The 100 year old house

In 2005, anticipating our retirement in 2007, we bought a house – at the time, not certain of its age – that we now know was built well before 1903.

On a quiet lane, 25 metres from the TransCanada Trail and the Waterfowl Park, it was in pretty sad shape … and priced accordingly. We bought it while were were on vacation in Canada and for two years, rented it to students.

In April of 2007 we left India, spent a week in London as tourists in order to decompress and carried on to a cousin’s cottage on the Bay of Fundy where we relaxed between buying a car and picking up all of the goods and chattels we had left here and there during 14 years living outside of Canada but vacation back in Canada – usually camping with tent, air mattresses, Coleman stove, etc. – from a storage unit in Hamilton ON through relatives and friends holding various collections of books and stamp collections along the route back to the Maritimes.

A week before the lease was up, we toddled over to our house, disturbed our tenants and parked all of the various bits and pieces in the garage. Then, we left them alone, they moved out and on 01 May we “moved in” with an air mattress, sleeping bag and our suitcases and worked hard to clean the house prior to the arrival of anything more.

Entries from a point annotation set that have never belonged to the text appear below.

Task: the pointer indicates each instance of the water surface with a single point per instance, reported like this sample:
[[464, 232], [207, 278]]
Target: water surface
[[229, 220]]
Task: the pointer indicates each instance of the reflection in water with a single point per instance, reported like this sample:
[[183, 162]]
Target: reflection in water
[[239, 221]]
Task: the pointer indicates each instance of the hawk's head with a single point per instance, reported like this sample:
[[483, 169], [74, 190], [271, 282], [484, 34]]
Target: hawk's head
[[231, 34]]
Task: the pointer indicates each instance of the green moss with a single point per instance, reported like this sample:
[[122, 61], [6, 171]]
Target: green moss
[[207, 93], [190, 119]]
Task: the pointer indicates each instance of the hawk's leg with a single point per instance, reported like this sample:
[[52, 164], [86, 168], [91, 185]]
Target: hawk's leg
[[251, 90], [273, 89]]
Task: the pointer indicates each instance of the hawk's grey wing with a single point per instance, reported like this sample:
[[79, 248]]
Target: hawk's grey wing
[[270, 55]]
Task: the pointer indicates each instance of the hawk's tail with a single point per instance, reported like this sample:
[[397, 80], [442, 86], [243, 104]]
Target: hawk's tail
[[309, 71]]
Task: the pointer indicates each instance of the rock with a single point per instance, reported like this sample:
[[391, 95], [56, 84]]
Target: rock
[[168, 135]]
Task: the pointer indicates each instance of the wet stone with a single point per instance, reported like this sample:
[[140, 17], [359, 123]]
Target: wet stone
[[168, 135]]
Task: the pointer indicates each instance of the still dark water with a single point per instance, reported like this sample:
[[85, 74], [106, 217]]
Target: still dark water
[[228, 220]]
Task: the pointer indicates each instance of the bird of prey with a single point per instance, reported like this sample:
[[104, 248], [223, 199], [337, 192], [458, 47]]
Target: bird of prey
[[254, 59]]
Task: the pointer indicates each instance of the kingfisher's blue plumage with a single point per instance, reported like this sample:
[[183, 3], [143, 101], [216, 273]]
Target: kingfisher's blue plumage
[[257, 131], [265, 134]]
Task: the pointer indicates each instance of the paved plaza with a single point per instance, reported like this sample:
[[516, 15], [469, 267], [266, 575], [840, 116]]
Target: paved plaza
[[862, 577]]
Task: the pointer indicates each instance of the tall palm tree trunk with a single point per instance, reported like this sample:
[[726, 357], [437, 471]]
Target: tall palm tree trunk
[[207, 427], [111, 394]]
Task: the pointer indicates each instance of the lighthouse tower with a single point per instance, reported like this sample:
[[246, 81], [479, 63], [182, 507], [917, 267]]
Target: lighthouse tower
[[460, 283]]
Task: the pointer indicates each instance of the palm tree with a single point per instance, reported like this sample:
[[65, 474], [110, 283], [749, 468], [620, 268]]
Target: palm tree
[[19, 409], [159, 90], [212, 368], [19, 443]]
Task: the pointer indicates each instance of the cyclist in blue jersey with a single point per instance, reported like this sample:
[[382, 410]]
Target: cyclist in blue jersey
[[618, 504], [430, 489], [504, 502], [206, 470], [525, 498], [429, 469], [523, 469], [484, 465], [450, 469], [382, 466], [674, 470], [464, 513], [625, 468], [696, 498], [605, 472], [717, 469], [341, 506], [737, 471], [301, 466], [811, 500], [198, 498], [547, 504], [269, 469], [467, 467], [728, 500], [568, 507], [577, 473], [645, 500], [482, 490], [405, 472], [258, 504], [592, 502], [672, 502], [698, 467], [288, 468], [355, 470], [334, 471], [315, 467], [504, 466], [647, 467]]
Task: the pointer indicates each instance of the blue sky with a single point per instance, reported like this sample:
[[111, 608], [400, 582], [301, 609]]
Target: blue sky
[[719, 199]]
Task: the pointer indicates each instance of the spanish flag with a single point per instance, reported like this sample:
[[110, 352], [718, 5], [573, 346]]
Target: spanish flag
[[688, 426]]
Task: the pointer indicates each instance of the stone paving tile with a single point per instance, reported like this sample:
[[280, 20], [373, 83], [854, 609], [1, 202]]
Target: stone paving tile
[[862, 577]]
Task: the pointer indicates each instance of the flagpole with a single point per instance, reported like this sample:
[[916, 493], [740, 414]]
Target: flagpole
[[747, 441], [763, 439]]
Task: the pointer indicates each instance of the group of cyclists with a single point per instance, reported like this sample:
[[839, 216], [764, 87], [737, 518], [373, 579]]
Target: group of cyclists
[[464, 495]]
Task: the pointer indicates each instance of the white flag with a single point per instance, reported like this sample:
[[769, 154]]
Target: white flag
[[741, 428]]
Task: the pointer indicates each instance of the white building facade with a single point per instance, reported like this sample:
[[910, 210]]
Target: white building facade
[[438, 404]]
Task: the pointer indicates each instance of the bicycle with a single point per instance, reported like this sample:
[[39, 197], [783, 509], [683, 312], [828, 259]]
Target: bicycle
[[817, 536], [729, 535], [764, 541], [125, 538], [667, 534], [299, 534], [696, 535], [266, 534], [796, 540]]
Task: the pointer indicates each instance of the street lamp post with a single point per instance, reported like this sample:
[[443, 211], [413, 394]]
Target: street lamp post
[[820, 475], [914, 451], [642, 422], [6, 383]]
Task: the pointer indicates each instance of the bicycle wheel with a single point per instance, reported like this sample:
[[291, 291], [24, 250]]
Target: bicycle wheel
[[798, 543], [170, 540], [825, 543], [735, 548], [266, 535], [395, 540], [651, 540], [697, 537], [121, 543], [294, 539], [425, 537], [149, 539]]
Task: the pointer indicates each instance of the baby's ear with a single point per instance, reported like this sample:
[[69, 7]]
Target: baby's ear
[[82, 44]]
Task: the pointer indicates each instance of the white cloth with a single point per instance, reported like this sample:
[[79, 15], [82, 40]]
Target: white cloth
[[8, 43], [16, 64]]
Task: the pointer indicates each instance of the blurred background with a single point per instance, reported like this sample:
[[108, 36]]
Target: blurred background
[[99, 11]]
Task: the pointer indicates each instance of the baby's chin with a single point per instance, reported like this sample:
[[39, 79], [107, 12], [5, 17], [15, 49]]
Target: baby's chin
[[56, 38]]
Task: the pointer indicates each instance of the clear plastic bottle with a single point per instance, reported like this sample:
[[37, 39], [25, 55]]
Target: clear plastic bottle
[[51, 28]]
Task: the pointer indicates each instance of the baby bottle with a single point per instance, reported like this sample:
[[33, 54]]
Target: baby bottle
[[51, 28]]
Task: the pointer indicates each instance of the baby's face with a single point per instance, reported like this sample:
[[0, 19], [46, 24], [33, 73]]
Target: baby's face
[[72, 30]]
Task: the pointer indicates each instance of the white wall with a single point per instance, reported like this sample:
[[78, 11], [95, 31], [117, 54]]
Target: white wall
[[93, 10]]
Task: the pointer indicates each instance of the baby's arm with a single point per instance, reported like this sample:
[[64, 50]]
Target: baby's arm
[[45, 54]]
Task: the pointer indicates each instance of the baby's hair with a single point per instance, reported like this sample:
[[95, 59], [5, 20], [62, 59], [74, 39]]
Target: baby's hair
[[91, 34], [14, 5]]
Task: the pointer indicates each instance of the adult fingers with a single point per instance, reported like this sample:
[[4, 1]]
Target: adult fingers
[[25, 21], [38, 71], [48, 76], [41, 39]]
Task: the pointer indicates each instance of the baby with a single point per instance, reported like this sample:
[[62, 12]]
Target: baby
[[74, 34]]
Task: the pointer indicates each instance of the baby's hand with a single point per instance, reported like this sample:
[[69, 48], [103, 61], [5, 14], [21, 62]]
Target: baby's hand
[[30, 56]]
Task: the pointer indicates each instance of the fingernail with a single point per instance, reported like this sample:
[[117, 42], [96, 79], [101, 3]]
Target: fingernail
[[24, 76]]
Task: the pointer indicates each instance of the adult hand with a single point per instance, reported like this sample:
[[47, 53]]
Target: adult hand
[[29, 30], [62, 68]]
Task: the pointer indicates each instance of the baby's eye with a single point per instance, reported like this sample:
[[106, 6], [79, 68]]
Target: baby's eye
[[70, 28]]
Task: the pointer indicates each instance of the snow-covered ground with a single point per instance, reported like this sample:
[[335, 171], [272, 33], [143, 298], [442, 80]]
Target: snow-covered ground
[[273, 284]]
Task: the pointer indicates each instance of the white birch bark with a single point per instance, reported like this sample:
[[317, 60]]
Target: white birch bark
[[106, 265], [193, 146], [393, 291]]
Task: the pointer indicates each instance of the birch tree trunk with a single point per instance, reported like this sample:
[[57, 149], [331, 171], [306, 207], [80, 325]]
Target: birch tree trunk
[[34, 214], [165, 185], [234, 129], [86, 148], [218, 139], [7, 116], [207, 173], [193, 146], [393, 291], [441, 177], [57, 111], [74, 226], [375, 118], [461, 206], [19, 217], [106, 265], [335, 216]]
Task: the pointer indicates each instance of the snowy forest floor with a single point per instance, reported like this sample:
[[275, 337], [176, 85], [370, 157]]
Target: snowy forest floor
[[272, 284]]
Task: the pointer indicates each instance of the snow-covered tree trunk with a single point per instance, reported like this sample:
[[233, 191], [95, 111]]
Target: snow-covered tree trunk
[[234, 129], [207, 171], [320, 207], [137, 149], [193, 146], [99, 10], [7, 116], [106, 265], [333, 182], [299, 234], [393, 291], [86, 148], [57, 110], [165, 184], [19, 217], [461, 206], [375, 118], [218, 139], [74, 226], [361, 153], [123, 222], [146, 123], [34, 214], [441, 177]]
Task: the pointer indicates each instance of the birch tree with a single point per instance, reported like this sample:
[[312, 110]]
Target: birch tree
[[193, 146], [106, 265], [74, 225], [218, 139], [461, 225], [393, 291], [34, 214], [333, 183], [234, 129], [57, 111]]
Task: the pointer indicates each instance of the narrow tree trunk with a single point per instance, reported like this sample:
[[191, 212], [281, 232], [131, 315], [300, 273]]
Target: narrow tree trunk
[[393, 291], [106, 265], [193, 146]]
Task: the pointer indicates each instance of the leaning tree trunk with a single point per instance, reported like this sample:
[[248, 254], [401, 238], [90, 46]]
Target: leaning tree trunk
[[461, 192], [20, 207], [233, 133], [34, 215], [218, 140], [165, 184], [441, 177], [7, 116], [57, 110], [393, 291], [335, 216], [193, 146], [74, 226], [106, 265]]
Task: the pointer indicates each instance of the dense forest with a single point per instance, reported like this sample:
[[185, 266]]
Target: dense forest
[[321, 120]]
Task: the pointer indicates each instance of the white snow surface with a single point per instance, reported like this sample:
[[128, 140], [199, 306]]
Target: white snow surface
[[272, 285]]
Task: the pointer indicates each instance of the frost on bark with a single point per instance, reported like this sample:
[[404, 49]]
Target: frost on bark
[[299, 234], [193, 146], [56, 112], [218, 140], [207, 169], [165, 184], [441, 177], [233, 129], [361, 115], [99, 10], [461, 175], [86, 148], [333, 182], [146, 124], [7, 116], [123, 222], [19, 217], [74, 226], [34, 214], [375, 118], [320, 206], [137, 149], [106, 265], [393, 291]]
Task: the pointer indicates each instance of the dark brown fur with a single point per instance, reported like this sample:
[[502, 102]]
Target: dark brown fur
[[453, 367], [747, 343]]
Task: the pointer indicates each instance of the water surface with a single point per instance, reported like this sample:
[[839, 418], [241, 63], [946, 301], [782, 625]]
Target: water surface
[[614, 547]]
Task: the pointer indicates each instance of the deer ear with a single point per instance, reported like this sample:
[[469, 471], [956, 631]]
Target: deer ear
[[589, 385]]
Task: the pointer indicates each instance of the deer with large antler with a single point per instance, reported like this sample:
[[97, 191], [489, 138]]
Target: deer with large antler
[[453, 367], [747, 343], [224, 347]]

The next day our shipment of household furniture that had been in storage in Ottawa arrived – sadly missing many things including our couch. Seems there were 7 skids of our things in storage and we only got 6 skids back. The insurance claim was pages long and based on the inventory of what had gone in to storage in the first place.

The following Friday, we headed off to Moncton to meet up with Canada Customs, along with the inventory we had of what was in our shipment from India. Successfully clearing that, the movers arrived the following Monday with the shipping container. The only damage was a brass statue of a dancing Shiva where the welds had been damaged and broken due to salt water leaking in one corner of the container.

Having moved in, we then had an opportunity to take stock! And some stock it was! The house needed lots of repairs and the sooner they started the better. We soon found that this was a “before” house. It had “good bones” but “before you can do that you have to do this” became its theme….and the adventure of 10 years of renovations … and the travels in between not only personal travels but Habitat for Humanity builds and contract work that paid for all of the foregoing … began!

This blog then, is the story of all those adventures!